Opinion Article - Journal of Interdisciplinary Histopathology (2023)
Characterization of Epidermal inflammatory cyst by squamous epithelium
Alkul Ranario*Alkul Ranario, Department of Dermatology, Baylor College of Medicine, Houston, USA, Email: ranarioa@slrc.ac.edu
Received: 01-Mar-2023, Manuscript No. EJMJIH-23-90808; Editor assigned: 03-Mar-2023, Pre QC No. EJMJIH-23-90808(PQ); Reviewed: 17-Mar-2023, QC No. EJMJIH-23-90808; Revised: 24-Mar-2023, Manuscript No. EJMJIH-23-90808(R); Published: 31-Mar-2023
Description
A cancerous condition called Squamous Cell Carcinoma (SCC) develops in the keratinocytes of the epidermis. Rarely have cystic forms of several cutaneous tumour types been documented in the literature. We present a case of invasive SCC with a well-differentiated biopsy that was successfully treated with Mohs surgery. The pathology slides on frozen sections revealed benign-looking cystic formations in the margins that remained even after it seemed as though the initial tumour had been removed. More SCC was discovered after taking another Mohs stage owing to clinical suspicion, and it was later cleared after two additional Mohs stages. This is the first case that, to the best of our knowledge, histologically shows biopsy-proven invasive SCC with benign-appearing cystic formations on frozen sections.
The second most prevalent kind of cutaneous cancer that develops from abnormal epidermal keratinocytes is squamous cell carcinoma (SCC). Nevertheless, cystic forms are uncommon to find. Histologically, it may be categorised on a range from well to poorly differentiated, can be invasive versus in-situ, and has differential propensity for perineural invasion, lymphovascular invasion, and metastasis. Milia and epidermal inclusion cysts (EIC) are often seen clinically as keratin-filled spherical structures. Histologically, they are lined by a preserved granular layer, squamous epithelium, and keratinous material in the lumen. These benign neoplasms can occasionally develop into malignancies. We describe a case of Mohs surgery for a case of biopsy-confirmed, fairly well-differentiated invasive SCC with benign-appearing milia/ cyst-like formations in the margins.
A 91-year-old man who had previously been diagnosed with basal cell carcinoma of the chin and acerebrovascular accident arrived to the clinic with a right forearm nodule that had been growing, hurting, and draining for a month. The patient had no past history of osteomyelitis, trauma, or a persistent wound in the region. An aggressive, well-differentiated SCC without definite perineural, lymphovascular, or subcutaneous invasion was discovered during a shave biopsy. The patient was a candidate for Mohs surgery due to the lesion’s size and ill-defined margins. Stage I epidermal keratinocyte atypia with large hyperchromatic and pleomorphic nuclei was seen on frozen sections. Furthermore, cutaneous keratin-filled cystic formations with a retained granular layer and stratified squamous epithelium were seen in the margins, histologically simulating EICs against milia.
There was no atypia or malignant squamous growth in the cyst wall or lumen. For more precise staging, stage I tissue was defrosted and submitted for permanent sections. Squamous cell carcinoma without perineural or lymphovascular invasion was detected on pathology. Stage II was characterised by the persistence of the benign-appearing dermal cystic formations in the margins but no keratinocyte atypia. It was discussed whether to continue with Mohs excision or to observe. There was no adequate, believable explanation for the cystic formations despite their unremarkable appearances. Clinical suspicion led to the decision to carry out the procedure.
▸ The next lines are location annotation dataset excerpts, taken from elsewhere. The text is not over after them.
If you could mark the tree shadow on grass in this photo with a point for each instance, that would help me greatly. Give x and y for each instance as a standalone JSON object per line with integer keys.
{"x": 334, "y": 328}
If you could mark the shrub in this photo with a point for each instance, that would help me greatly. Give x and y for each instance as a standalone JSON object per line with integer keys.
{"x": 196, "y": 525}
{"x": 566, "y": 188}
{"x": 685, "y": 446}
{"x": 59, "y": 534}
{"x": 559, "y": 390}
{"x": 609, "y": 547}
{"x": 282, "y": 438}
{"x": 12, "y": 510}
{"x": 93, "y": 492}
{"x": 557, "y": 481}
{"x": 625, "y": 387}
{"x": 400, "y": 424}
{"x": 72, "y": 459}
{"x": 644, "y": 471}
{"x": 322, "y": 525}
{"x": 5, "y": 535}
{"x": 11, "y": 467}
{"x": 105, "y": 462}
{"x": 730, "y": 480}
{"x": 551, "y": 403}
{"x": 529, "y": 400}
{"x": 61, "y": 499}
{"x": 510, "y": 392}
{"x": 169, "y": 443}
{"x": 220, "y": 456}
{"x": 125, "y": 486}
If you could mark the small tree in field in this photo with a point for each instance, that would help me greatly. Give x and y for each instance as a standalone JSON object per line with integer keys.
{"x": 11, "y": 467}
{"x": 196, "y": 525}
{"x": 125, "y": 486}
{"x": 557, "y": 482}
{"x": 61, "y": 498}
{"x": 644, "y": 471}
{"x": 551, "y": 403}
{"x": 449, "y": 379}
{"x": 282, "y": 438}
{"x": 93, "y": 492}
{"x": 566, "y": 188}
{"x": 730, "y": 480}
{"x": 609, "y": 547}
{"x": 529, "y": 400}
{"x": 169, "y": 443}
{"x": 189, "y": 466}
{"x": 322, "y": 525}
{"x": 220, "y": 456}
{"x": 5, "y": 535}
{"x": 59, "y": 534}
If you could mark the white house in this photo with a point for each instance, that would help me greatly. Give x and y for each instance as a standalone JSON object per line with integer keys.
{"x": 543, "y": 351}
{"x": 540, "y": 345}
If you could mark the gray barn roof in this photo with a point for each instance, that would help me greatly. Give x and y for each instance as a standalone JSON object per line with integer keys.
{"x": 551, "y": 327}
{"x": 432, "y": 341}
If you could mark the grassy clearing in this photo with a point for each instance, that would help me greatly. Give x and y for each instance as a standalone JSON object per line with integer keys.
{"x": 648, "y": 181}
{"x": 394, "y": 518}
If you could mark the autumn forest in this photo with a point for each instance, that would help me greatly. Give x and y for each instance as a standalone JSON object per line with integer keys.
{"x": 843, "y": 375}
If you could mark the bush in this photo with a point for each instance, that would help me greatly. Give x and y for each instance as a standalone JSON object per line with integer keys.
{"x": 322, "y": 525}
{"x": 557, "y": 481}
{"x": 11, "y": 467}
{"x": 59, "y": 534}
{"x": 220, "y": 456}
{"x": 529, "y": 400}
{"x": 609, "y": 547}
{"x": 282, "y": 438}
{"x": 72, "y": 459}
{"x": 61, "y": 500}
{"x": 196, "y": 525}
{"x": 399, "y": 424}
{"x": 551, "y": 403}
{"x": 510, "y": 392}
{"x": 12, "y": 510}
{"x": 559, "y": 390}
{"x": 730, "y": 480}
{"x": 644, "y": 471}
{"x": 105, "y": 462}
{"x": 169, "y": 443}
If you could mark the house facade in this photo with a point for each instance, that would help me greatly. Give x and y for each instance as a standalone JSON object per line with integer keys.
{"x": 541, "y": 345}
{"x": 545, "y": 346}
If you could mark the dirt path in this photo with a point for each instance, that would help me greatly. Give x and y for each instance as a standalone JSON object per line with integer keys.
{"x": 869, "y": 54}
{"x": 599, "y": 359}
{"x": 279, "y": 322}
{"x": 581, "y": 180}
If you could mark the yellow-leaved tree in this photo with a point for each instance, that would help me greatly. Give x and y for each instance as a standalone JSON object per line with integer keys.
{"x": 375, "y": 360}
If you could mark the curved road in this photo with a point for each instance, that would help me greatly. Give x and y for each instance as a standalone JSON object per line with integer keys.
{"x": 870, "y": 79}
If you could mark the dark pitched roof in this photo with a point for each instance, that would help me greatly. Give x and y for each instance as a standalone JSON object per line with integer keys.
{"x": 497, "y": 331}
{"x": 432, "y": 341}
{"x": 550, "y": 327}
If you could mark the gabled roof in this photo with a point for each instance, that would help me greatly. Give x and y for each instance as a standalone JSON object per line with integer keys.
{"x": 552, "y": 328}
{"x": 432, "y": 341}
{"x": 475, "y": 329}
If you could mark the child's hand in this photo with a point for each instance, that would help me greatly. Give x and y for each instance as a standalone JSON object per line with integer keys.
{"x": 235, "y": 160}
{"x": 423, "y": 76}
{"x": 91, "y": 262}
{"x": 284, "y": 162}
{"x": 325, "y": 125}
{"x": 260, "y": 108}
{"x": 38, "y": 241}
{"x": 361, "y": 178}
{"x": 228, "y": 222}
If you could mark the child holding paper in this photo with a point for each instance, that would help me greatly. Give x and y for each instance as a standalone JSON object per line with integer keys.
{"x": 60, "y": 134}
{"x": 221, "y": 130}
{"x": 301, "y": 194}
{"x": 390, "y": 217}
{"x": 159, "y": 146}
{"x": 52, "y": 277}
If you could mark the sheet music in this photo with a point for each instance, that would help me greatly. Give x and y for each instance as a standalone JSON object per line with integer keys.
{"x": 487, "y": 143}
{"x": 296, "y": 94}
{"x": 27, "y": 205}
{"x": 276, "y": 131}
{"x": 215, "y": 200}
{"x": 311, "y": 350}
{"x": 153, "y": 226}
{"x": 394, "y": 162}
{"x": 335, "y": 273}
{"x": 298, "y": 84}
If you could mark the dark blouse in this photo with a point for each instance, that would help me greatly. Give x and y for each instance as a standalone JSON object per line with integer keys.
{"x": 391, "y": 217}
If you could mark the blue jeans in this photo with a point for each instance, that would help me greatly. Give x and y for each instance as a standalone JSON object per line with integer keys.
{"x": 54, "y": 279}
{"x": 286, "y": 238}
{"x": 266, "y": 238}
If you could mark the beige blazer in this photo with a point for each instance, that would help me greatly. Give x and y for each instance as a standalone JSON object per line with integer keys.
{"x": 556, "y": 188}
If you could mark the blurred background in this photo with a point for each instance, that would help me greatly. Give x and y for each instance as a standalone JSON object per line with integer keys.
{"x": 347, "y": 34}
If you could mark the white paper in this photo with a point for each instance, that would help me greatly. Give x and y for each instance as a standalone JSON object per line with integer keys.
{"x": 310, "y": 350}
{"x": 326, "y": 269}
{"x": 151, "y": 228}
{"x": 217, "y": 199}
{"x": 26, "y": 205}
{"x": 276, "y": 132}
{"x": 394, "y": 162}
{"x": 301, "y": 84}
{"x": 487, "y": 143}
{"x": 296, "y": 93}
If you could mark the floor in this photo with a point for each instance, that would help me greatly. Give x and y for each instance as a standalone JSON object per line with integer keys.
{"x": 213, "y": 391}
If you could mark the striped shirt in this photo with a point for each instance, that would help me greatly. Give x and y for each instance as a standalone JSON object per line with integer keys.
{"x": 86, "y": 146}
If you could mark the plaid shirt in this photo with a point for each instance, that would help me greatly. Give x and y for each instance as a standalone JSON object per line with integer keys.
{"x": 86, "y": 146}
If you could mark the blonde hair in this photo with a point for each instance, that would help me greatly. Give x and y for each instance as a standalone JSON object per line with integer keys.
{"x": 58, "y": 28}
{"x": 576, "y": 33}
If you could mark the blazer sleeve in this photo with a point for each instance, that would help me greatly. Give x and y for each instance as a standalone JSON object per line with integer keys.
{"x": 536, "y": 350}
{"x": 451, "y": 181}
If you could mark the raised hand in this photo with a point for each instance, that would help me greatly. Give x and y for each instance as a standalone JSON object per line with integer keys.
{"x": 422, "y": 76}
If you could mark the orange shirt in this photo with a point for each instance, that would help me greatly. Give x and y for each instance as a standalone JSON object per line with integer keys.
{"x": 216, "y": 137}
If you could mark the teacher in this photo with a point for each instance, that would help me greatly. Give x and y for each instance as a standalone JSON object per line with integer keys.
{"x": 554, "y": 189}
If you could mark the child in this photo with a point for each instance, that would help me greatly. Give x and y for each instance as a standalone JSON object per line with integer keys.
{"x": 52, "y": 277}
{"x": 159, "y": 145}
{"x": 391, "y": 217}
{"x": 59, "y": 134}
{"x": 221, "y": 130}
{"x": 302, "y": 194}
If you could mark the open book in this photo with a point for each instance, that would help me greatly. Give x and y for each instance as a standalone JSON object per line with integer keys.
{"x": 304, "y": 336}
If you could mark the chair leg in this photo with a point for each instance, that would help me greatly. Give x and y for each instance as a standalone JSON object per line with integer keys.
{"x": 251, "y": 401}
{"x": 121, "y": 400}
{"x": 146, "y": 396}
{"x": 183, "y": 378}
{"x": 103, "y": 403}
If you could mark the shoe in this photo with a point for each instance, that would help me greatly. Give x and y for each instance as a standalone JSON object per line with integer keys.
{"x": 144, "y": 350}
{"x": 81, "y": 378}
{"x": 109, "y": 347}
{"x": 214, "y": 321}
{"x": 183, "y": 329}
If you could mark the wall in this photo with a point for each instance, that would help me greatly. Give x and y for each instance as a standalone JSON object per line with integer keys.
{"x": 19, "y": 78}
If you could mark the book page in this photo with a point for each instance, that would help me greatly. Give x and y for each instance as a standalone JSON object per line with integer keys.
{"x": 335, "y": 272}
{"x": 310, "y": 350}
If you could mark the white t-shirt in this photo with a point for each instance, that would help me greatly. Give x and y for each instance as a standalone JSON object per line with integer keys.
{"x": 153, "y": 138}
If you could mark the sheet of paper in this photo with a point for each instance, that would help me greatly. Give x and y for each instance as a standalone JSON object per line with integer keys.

A milium, also known as an Epidermal Inflammatory Cyst (EIC), is characterised histologically by squamous epithelium, a retained granular layer, and epidermal- type keratinous material in the lumen. There have been reports of Merkel cell carcinoma, basal cell carcinoma, and SCC all developing from EICs. During the first biopsy of well-differentiated invasive SCC, no cystic formations were seen. After Mohs surgery, frozen sections revealed benign-looking cystic formations in the margins that persisted even after it looked that the primary cancer had disappeared. More SCC was discovered after taking another stage owing to clinical suspicion, and after two further stages, it was cleared. While analysing frozen sections of KAs/SCCs for any cystic formations that first appear benign, we encourage Mohs surgeons to have an open mind. We advise thinking about further excision up until the underlying cancer and these structures are clear.